# most durable gaming headphones?



## purplekaycee (Dec 22, 2015)

My beats headphone just got broken and it isn't clamping on my head and ears as it used to so,looking for a long term replacement..was thinking turtle beach..any other particular suggestion would be welcome


----------



## erixx (Dec 22, 2015)

forget 'gaming' all for once, and of course Beats young criminal stuff.
also Madcatz is bad (personal experience)

buy audiophile parts
avoid "skay" false leather: it is gone after 2 years (as my Sony)


----------



## purplekaycee (Dec 22, 2015)

erixx said:


> forget 'gaming' all for once, and of course Beats young criminal stuff.
> also Madcatz is bad (personal experience)
> 
> buy audiophile parts
> avoid "skay" false leather: it is gone after 2 years (as my Sony)


Audiophile?recommend plz


----------



## Jetster (Dec 22, 2015)

Stay away from Turtle Teach. They literally break more often than any headphone I've ever seen. I have a set of X51 and they have a whole roll of tape on them


----------



## Capitan Harlock (Dec 22, 2015)

Give us a budget and we can give you a better advice.
If you dont wanna spend a lot i can suggest my Superlux hd668b are very good for the price and so if they broke you can buyit another pair easyli.
Another good headphone for the price but cost much more than the Superlux are the Sennheiser hd 558 .
About gamings one i can think only of a good pair of headphone with the mod mic attached to them or the HyperX cloud 1 or 2  from Kingstone.


----------



## Jetster (Dec 22, 2015)

I have a set of 

G.SKILL Ripjaws SR910 Real 7.1 Surround Sound USB Gaming Headset

For sale New


----------



## purplekaycee (Dec 23, 2015)

Capitan Harlock said:


> Give us a budget and we can give you a better advice.
> If you dont wanna spend a lot i can suggest my Superlux hd668b are very good for the price and so if they broke you can buyit another pair easyli.
> Another good headphone for the price but cost much more than the Superlux are the Sennheiser hd 558 .
> About gamings one i can think only of a good pair of headphone with the mod mic attached to them or the HyperX cloud 1 or 2  from Kingstone.

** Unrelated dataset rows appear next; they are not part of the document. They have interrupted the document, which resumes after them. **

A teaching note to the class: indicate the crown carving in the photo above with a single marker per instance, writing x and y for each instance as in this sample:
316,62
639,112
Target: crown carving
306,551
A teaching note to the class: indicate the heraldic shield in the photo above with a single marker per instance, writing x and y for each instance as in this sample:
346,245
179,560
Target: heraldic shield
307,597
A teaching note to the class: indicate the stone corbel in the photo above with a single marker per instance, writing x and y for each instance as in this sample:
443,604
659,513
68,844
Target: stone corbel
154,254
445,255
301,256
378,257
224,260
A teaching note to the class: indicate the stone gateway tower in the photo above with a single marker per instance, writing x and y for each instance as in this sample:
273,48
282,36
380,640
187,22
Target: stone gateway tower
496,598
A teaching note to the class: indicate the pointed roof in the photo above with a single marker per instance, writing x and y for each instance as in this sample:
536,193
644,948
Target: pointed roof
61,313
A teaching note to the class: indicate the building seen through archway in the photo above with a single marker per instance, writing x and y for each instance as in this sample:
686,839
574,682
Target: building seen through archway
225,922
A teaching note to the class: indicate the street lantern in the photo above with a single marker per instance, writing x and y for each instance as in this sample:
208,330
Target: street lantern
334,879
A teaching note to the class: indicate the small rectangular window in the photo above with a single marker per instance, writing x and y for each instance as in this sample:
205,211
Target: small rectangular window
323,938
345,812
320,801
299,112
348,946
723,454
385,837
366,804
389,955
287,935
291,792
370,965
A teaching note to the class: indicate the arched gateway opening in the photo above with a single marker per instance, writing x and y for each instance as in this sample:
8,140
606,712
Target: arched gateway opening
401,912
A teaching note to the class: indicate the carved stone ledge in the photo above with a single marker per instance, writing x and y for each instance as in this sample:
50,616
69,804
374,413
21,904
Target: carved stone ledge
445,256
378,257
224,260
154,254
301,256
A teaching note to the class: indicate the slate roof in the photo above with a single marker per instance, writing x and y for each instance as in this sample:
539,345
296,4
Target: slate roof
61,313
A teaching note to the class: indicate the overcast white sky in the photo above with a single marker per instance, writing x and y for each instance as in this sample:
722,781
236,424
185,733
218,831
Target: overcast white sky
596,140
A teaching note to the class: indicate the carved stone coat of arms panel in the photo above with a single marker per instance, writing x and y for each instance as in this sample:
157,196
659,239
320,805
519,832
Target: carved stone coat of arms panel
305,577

Dont want to buy another pair of beats coz of the rubber handle that fits on the head.
Super lux looks good it comes with an iron handle.
Not sure about sound quality though


----------



## MIRTAZAPINE (Dec 23, 2015)

purplekaycee said:


> Dont want to buy another pair of beats coz of the rubber handle that fits on the head.
> Super lux looks good it comes with an iron handle.
> Not sure about sound quality though



Superlux are known as "Giant killer" it rival akg and audio technica headphones that cost 5 times more. I own the superlux HD681B(red one) and Hd681F(silver) both sound way above its price range. You are paying entirely for sound quality for superlux headphones. They are fairly durable enough with simple construction, it last two years for mine until the headband wore off. Below the 681F.





Generally headphones don't last that long even for the high-end beyer dynamic dt880. A dt880 I used the plastic wore off and the earcups started to peel off after 2 years or 3 years. It is mostly metal contruction.

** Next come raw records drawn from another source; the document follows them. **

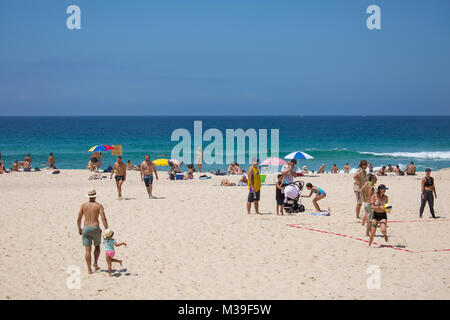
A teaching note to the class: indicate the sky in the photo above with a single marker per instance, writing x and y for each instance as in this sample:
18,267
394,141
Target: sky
224,57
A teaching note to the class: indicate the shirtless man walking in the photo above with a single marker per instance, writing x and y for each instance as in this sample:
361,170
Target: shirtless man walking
91,231
121,174
147,169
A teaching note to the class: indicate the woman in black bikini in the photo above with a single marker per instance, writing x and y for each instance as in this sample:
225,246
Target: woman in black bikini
428,188
378,201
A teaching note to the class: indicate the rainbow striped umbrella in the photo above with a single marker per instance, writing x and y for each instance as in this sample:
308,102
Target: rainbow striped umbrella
101,147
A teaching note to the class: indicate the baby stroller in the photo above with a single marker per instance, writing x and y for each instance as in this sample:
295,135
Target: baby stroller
292,202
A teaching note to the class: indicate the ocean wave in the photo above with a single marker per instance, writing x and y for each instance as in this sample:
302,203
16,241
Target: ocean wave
419,155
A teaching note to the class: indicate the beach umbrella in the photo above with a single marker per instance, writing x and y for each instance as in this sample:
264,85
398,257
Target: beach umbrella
273,162
298,155
101,147
161,162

The most durable headphones I can think of is the grado series like sr225 for example. Their construction is extremely basic with very minimal things to break. The headband is steel with leather. The earcups are form. This would last long provided you replace the earcup eventually. Their sound is very good but too high-pitch for my taste. It is a headphone that can make me go deaf because of how much emphasis of it on the highs. I own this too. This was my first high-end headphone.


----------